Over the past two to three years, astrology has shifted from being a niche interest to a major point of enthusiasm for many women and queer people. Broadly, VICE’s channel geared towards women and the LGBTQ community, gets a huge amount of traffic from astrological features and horoscopes. Other media platforms for women have noticeably ramped up astrology content from filler to the forefront. In the UK, Google searches for “birth chart” doubled between November of 2013 and November of 2018. Since September of 2017, there’s been a steady increase in people searching “astrological compatibility”. All that interest has given publishing a boost: sales of mind, body and spirit books are booming; in 2017, sales rose by 13 percent in just a year.

In 2016, mental health was prime meme fodder; now, astrology memes are all over our timelines. Swipe through a dating app and you’ll soon find a woman who’s included their sign in emoji in their bio as shorthand for personality traits, likes and dislikes, and an indicator for compatibility.

But not everyone is onboard. Joe is not alone in his antipathy to the cosmological boom; straight men seem to be frequently apathetic or adverse to astrology. In a 2005 Gallup UK poll, just over twice as many women in the UK believed in astrology compared to men (30 percent to 14 percent of a data pool of 1,010 people).
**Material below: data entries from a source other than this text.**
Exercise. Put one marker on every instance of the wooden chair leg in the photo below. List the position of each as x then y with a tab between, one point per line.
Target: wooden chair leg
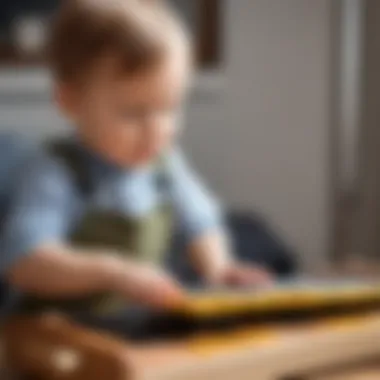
51	347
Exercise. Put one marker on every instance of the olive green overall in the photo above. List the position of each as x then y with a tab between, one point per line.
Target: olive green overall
145	239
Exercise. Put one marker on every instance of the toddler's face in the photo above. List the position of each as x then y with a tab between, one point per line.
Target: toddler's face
128	120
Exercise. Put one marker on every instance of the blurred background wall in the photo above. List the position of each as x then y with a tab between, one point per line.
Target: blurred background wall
258	125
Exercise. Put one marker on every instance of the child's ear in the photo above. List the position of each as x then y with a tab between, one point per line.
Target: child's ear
66	97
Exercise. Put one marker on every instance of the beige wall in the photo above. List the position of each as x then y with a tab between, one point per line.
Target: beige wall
265	146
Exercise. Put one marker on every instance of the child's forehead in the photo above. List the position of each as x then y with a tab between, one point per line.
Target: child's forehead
171	73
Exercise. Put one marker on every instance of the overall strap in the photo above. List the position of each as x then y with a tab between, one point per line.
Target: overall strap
72	158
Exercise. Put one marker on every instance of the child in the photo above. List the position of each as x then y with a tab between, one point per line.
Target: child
94	215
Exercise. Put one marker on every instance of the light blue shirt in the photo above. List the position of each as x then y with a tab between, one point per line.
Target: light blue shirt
47	205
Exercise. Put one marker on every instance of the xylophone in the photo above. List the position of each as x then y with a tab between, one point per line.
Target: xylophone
284	330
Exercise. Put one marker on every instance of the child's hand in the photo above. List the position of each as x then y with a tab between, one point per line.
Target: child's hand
148	285
239	274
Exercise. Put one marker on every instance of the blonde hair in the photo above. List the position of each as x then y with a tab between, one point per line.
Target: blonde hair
138	33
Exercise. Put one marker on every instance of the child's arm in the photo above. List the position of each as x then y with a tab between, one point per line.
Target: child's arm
203	228
212	256
35	258
59	271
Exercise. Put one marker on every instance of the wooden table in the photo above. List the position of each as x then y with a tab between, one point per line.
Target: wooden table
270	353
311	351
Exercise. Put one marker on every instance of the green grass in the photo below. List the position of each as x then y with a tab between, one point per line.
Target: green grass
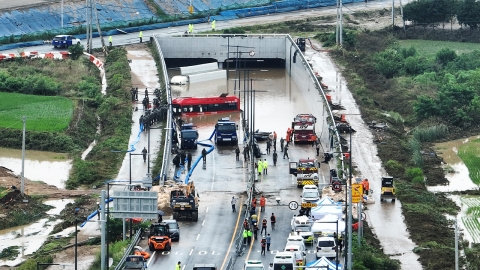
429	48
469	154
43	113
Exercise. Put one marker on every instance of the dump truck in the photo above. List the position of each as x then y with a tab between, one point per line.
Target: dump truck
184	202
306	171
159	237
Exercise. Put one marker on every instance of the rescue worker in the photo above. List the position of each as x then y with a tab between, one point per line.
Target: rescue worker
214	24
260	167
144	154
269	239
204	156
98	210
285	152
273	220
366	186
264	244
234	201
237	153
263	201
265	166
264	225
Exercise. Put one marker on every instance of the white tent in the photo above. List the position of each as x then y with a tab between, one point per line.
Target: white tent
328	224
323	262
326	206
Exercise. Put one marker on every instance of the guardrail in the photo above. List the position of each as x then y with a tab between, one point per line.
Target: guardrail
330	120
168	132
128	251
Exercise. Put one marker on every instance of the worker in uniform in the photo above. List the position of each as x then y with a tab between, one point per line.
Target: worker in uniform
265	166
264	225
237	153
264	244
263	201
260	167
204	156
273	220
144	154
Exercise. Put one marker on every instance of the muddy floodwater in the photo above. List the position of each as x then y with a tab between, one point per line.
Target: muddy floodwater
31	237
49	167
456	171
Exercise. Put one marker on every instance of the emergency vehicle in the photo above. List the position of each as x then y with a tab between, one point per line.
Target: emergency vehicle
303	126
306	171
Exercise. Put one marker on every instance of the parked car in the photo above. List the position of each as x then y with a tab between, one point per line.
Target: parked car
64	41
326	247
174	229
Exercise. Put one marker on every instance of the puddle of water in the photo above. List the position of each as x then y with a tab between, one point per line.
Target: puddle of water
31	237
49	167
458	174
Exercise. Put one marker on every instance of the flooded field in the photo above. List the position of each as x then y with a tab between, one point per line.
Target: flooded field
31	237
49	167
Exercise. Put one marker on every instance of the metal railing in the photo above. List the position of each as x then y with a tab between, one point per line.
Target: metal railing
168	131
128	251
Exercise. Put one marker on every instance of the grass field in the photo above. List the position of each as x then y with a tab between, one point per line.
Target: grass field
429	48
43	113
469	154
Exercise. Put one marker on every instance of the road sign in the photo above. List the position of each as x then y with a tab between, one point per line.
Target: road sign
309	205
337	186
357	193
293	205
135	204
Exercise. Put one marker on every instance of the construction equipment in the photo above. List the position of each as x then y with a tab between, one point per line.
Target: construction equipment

A 2017 study by Pew Research Centre found that 20 percent of adult men in the US believed in astrology, compared to 37 percent of women…
To understand your and others’ personalities, to try to predict the future: ultimately, it’s grasping for control, when we have none. Women and queer people are drawn to astrology because it offers community and refuge, something to lean on during a time in which religion has taken a backseat. In a heterosexual patriarchy, cis-het men arguably have less to seek refuge from. It is during times of significant stress that people turn to astrology, after all.
I guess it’s just my straight (and presumably white) male privilege that makes me dismissive of the belief that your personality and fate are determined by the movement of stars and planets across the sky. For the downtrodden, however, it’s apparently a coping mechanism. Somewhere down in hell, Karl Marx is weeping, and not because he has to spend the eternity being sodomised by the never-ending succession of sickle-wielding kulaks. Something something the opium for the masses.
Hannah Ewens continues: “Unsurprisingly, dating has provided a stage for tension. As women become more hooked on astrology, more straight men are being forced to engage with it. Most of the men I spoke to talked about astrology chat ruining dates, or ex-girlfriends who were “too obsessed” with the cosmos.”
And it’s only fair – if women can swipe left on the proverbial guys holding a fish, petting a sedated tiger, or standing in front of their bogan racing car, we can say no to women who announce straight away that they are Pisces and asking what our sign is.
Uranus is ascendant in your House of Love, which means a dark and mysterious stranger will briefly enter your life and then quickly depart it having learned about your fascination with pseudo-science.